上述した構成の印刷装置400では、用紙410が搬送ベルト412によって吸着され、搬送ベルト412の周回移動により用紙410が副走査方向に搬送される。このとき、キャリッジ403を主走査方向に移動させつつ画像信号に応じて液滴吐出ヘッド2を駆動することにより、停止している用紙410に液滴を吐出して画像を形成する。
【0028】
次に、上述した液滴吐出ユニット440を
図22に基づいて説明する。
液滴吐出ユニット440は、液滴吐出装置である印刷装置400を構成している各部材のうち、各側板491A,491B及び背板491Cで構成される筐体部分と、主走査移動機構493、キャリッジ403、液滴吐出ヘッド2等によって構成されている。
なお、この液滴吐出ユニット440の例えば側板491Bに、上述した維持回復機構420をさらに取り付けた液滴吐出ユニットを構成することも可能である。
【0029】
次に、本発明の一実施形態に係る液滴吐出ユニットの他の例を、
図22に基づいて説明する。
図22に示す液滴吐出ユニット450は、流路部品444が取り付けられた液滴吐出ヘッド2と、流路部品444に接続されたチューブ456を有している。流路部品444はカバー442の内部に配置されており、流路部品444の上部には液滴吐出ヘッド2と電気的接続を行うコネクタ443が設けられている。
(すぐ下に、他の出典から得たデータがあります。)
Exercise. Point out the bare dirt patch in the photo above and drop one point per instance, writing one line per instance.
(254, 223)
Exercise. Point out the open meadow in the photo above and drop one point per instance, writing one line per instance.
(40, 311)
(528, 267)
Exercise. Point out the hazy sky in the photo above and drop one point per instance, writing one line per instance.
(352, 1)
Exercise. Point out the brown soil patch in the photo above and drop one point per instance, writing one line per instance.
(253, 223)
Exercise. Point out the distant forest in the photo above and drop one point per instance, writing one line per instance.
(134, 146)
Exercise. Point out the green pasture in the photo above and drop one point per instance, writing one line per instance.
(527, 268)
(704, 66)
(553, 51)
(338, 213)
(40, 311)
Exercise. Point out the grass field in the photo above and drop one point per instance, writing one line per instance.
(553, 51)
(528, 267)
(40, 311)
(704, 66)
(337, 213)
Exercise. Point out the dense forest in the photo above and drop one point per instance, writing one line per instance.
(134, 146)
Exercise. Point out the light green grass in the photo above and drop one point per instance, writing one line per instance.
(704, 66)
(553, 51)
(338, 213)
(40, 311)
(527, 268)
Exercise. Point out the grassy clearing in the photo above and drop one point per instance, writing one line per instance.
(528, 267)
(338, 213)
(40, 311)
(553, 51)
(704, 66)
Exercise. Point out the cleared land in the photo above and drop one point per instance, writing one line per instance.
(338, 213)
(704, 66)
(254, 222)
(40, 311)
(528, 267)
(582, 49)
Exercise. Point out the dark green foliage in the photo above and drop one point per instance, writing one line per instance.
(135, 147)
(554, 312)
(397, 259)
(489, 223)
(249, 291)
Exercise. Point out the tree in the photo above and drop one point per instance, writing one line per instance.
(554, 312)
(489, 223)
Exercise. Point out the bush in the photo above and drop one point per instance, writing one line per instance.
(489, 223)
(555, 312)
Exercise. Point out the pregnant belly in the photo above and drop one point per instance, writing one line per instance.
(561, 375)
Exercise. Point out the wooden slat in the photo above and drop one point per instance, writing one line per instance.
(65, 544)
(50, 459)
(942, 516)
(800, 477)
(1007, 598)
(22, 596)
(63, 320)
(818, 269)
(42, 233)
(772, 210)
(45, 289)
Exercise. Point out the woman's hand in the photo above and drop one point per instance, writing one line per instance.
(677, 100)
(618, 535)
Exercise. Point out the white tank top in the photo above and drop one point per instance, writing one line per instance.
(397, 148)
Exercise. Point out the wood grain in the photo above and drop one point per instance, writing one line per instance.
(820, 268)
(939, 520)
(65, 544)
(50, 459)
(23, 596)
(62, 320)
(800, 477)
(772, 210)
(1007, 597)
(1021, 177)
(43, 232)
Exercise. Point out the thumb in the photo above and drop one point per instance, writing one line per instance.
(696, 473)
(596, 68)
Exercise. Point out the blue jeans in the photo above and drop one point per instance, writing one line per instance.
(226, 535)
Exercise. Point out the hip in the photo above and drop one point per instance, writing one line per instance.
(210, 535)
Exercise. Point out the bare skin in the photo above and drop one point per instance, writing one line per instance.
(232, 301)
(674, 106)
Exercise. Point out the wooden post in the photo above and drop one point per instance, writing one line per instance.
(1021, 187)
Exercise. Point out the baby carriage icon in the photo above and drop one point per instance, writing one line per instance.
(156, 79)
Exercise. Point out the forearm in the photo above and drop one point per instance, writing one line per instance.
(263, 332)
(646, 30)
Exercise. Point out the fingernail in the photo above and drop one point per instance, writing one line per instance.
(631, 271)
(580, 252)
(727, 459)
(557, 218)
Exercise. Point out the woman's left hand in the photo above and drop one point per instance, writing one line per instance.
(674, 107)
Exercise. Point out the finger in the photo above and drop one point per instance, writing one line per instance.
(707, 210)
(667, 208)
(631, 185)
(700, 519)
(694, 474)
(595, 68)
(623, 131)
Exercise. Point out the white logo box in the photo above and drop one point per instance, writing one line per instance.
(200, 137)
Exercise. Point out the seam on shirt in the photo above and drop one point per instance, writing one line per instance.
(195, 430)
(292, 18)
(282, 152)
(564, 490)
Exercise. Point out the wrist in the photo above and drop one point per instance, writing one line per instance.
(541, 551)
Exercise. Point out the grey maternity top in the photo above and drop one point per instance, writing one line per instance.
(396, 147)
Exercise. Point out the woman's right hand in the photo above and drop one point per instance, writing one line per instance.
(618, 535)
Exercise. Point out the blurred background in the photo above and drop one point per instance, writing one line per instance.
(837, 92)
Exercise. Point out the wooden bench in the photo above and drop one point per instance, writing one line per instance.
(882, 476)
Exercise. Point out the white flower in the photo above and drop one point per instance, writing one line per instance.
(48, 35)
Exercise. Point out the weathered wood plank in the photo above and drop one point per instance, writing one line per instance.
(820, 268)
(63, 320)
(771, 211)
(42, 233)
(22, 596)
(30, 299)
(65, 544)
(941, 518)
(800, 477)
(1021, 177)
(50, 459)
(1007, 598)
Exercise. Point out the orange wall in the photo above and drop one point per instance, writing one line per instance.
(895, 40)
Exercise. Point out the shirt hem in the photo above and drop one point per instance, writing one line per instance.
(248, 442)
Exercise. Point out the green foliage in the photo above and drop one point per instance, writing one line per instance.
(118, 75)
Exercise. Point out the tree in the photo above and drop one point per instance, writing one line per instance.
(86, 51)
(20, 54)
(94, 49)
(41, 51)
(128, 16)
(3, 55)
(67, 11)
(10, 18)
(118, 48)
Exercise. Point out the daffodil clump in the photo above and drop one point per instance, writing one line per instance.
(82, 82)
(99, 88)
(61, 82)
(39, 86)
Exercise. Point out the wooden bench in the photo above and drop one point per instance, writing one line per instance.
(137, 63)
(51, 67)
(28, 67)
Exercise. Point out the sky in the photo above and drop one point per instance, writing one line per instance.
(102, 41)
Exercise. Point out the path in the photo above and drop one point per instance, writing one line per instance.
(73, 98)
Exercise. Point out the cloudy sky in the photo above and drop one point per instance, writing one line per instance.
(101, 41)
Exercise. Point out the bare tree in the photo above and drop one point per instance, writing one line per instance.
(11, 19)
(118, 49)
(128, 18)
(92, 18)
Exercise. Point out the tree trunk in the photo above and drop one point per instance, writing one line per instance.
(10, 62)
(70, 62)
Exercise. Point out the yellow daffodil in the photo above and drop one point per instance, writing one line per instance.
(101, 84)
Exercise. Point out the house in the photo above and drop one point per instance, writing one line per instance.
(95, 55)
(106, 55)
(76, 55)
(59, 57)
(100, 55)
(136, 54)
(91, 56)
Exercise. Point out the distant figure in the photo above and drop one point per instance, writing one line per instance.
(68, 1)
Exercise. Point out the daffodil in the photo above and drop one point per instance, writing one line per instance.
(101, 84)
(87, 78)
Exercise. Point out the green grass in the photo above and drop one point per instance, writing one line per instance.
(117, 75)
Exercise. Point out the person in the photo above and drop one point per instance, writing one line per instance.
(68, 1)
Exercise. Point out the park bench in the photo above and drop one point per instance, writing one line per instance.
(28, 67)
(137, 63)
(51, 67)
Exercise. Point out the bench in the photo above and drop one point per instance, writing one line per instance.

なお、流路部品444に代えてヘッドタンク441を含む構成も可能である。
【0030】
上述した液滴吐出ヘッド2を含む、液滴吐出ユニット100,100A,100B,440,450,550、及び液滴吐出装置である印刷装置400,500では、上述した液滴吐出ヘッド2における作用効果と同様の作用効果を得ることができる。また、上記各構成では液滴吐出ヘッドとして液滴吐出ヘッド2を用いる構成を示したが、液滴吐出ヘッド2に代えて液滴吐出ヘッド4を用いることも可能である。この場合には、液滴吐出ヘッド4と同様の作用効果を得ることができる。
【0031】
本発明において、使用される液体はヘッドから吐出可能な粘度や表面張力を有するものであればよく特に限定されないが、常温・常圧下において、または加熱・冷却により粘度が30mPa・s以下となるものであることが好ましい。より具体的には、水や有機溶媒等の溶媒、染料や顔料等の着色剤、重合性化合物、樹脂、界面活性剤等の機能性付与材料、DNA、アミノ酸やタンパク質、カルシウム等の生体適合材料、天然色素等の可食材料、これ等を含む溶液や懸濁液やエマルション等である。これ等は、例えばインクジェット用インク、表面処理液、三次元造形用材料液等の用途で用いることができる。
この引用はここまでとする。